The art installation Permanent Waiting Room is an artistic conceptualisation of a research process developed during a period of twenty months. It artistically disseminates theoretical statements of the project and contributes to the creative popularisation and widening its basic idea among a wider public. Being built of a ready-made cargo container, the special ambience of the installation Permanent Waiting Room visually symbolises the globalisation trend of the neoliberal postfordist society of vulgar capitalism, where the borders are open for capital and goods but at the same time strictly closed for people. It also symbolises the permanent waiting of migrants (for status, at border crossings, for a better life in general ...). At the same time, it is a venue for the presentation of multimedia materials gathered and shared by all of the project's partners from the four countries of Italy, Slovenia, Austria, and the UK.

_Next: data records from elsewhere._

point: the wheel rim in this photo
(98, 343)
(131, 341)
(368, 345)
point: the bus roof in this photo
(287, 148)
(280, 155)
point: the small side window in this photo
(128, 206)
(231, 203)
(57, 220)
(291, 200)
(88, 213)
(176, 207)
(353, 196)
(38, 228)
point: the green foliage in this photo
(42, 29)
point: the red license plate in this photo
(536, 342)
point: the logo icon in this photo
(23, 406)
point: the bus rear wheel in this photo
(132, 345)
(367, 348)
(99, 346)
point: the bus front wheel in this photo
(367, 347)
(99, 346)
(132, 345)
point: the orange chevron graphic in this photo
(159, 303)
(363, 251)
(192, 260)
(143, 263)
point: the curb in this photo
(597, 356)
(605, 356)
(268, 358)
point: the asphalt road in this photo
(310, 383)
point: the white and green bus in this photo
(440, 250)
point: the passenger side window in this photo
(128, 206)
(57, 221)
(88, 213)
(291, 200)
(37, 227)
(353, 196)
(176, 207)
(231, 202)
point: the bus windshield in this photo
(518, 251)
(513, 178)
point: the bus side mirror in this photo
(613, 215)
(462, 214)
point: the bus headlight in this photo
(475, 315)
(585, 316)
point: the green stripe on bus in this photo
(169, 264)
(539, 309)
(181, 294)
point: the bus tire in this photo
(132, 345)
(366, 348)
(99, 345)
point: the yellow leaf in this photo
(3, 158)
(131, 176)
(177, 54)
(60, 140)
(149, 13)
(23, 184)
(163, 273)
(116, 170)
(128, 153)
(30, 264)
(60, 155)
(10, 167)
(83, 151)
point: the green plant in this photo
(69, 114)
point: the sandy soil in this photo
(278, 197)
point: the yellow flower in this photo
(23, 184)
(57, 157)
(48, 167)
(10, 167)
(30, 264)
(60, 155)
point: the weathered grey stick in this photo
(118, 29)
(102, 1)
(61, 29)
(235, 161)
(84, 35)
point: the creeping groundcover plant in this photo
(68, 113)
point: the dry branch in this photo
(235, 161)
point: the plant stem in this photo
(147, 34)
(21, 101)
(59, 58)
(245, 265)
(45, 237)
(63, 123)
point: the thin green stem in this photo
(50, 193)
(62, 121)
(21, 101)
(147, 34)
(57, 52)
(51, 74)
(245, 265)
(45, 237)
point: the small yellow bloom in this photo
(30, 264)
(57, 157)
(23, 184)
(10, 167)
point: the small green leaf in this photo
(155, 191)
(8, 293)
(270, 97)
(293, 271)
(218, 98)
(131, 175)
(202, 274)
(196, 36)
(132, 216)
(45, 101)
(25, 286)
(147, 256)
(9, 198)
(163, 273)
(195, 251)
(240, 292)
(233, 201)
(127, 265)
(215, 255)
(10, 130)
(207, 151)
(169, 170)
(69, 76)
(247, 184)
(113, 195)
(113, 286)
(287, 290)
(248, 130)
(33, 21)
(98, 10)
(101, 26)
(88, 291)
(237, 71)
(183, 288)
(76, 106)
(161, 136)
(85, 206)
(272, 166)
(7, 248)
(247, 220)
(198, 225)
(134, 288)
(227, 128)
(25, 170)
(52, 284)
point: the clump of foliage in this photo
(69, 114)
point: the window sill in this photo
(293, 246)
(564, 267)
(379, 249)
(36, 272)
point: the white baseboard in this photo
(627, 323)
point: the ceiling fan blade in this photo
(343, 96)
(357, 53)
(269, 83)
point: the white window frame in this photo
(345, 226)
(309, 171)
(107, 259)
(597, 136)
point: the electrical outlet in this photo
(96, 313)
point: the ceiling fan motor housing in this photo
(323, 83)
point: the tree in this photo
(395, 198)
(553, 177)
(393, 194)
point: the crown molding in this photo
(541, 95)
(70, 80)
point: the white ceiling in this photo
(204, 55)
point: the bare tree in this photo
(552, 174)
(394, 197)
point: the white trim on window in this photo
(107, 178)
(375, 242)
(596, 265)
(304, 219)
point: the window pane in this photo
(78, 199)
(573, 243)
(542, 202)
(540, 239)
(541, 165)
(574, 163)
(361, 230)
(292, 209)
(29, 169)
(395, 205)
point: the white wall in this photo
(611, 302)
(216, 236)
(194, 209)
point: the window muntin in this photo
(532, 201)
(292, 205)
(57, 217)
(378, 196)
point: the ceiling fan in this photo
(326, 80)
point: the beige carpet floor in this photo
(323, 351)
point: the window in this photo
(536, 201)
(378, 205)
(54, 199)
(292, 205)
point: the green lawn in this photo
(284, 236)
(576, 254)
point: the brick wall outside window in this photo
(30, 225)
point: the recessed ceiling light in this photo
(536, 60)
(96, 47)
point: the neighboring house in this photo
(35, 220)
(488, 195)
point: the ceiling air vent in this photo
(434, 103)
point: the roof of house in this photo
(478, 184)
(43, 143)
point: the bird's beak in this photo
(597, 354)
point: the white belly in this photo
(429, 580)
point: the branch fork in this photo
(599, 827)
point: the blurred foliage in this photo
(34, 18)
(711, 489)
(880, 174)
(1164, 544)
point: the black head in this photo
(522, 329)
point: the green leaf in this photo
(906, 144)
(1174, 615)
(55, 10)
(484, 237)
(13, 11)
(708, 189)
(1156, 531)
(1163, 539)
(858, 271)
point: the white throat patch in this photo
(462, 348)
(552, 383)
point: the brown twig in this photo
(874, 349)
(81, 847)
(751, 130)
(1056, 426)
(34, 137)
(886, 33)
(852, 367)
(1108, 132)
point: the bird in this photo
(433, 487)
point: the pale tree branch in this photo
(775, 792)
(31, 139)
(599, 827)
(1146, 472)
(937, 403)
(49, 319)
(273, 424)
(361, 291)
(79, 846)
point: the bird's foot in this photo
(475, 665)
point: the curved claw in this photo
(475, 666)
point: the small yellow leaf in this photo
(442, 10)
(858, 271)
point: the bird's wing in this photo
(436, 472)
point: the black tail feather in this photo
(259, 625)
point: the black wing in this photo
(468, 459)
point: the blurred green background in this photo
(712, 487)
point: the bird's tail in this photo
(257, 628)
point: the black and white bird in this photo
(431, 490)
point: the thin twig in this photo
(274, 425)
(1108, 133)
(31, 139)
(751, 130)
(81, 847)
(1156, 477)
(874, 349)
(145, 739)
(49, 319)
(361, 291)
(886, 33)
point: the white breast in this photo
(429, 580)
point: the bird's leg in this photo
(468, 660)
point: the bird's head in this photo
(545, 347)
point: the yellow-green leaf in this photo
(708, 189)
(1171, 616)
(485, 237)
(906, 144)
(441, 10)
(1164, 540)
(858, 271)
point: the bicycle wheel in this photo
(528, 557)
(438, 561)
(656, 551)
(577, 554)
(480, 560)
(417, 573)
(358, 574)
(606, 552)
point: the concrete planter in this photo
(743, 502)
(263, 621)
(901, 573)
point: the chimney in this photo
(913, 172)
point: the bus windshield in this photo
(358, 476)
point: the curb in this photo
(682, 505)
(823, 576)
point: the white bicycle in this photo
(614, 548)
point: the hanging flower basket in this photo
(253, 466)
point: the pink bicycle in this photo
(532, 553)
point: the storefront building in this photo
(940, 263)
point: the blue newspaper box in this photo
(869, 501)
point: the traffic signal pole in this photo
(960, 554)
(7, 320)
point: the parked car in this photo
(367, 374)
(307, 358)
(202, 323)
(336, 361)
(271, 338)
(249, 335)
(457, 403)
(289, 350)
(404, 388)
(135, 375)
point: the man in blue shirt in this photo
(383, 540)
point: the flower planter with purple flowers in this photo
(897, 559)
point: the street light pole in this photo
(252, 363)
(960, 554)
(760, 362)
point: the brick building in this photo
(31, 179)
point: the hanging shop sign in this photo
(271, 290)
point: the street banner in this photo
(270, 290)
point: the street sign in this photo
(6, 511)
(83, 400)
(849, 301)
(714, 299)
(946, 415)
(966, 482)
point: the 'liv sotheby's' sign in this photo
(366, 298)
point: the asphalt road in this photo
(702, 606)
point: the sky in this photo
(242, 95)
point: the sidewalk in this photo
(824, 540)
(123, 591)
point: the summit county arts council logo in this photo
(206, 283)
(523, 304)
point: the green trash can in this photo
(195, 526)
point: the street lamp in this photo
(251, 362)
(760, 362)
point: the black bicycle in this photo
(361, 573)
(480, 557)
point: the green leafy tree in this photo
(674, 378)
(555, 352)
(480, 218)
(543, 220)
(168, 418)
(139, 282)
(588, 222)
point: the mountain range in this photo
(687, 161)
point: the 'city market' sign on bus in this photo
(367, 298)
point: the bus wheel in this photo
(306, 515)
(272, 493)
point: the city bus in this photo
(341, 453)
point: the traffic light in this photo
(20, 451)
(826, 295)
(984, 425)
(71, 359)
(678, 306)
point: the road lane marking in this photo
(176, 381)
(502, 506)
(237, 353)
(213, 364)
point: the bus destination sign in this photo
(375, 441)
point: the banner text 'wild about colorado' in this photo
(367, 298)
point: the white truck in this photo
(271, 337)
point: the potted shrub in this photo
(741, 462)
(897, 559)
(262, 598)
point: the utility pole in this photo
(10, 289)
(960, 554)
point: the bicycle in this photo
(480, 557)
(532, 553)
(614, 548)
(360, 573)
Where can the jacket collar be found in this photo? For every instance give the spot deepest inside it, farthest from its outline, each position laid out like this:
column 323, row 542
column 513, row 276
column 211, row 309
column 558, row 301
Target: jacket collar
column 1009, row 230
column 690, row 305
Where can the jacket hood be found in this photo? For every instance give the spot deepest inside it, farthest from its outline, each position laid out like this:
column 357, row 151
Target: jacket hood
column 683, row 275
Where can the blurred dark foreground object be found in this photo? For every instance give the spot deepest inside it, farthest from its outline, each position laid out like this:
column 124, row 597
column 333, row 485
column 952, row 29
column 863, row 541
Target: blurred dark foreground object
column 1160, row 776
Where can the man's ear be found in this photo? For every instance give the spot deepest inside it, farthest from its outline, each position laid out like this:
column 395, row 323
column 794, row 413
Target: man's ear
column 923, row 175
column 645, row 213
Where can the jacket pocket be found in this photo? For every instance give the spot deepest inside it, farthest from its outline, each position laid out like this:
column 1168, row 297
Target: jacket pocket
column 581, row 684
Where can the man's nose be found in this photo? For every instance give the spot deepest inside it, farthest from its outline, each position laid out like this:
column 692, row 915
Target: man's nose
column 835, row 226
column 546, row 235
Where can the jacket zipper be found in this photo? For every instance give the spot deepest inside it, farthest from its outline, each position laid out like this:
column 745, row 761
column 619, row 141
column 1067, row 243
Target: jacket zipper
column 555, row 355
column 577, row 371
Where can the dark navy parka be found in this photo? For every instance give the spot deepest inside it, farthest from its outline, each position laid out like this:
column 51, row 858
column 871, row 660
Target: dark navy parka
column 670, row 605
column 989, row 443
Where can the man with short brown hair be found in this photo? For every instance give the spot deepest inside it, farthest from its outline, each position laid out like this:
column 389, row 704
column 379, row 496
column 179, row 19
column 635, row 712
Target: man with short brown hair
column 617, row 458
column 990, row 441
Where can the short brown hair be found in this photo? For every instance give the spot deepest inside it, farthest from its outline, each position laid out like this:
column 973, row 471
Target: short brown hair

The selected collection of films, videos, photographs, prints, recorded interviews, written materials and performances from these four countries deal with the migrant issue in documentary, exclusively artistic or/and theoretical ways. In many cases the artists involved are migrants themselves; an intimate and personal aspect thus dominates in some of the works. The curatorial process was coordinated by the Institute of Art Production and Research KITCH Ljubljana in cooperation with Cooperativa Sociale Idee in Movimento from Italy, Soho in Ottakring from Austria and The Rural Media Company from the UK.

 

Cargo containers at an unknown terminal

 

As regards the nature of the compilation of the artworks and texs of more than 25 involved artists and theoreticians, they certainly reflect the social background of their origin. The material from Italy is strongly characterised by an activist spirit that in most cases documents the long-lasting fights for closing detention centres in Italy, warning on the suffering and dying of thousands of so-called "illegal migrants" at the borders of Europe. The selection from Austria offers a mixture of artistic and activist approach introducing a number of artists who deal with the migrant phenomenon, often with a strong emotional note as many of them have migrant backgrounds themselves. The material from Slovenia deals with themes of asylum politics and the situation of foreigners, as well as with the rather unique issue of the "Erased" people of Slovenia and an analysis of the experiences of migrant women. "Migrant stories" from the UK have taken a very intimate approach to the issue of local cultural integration of migrant people.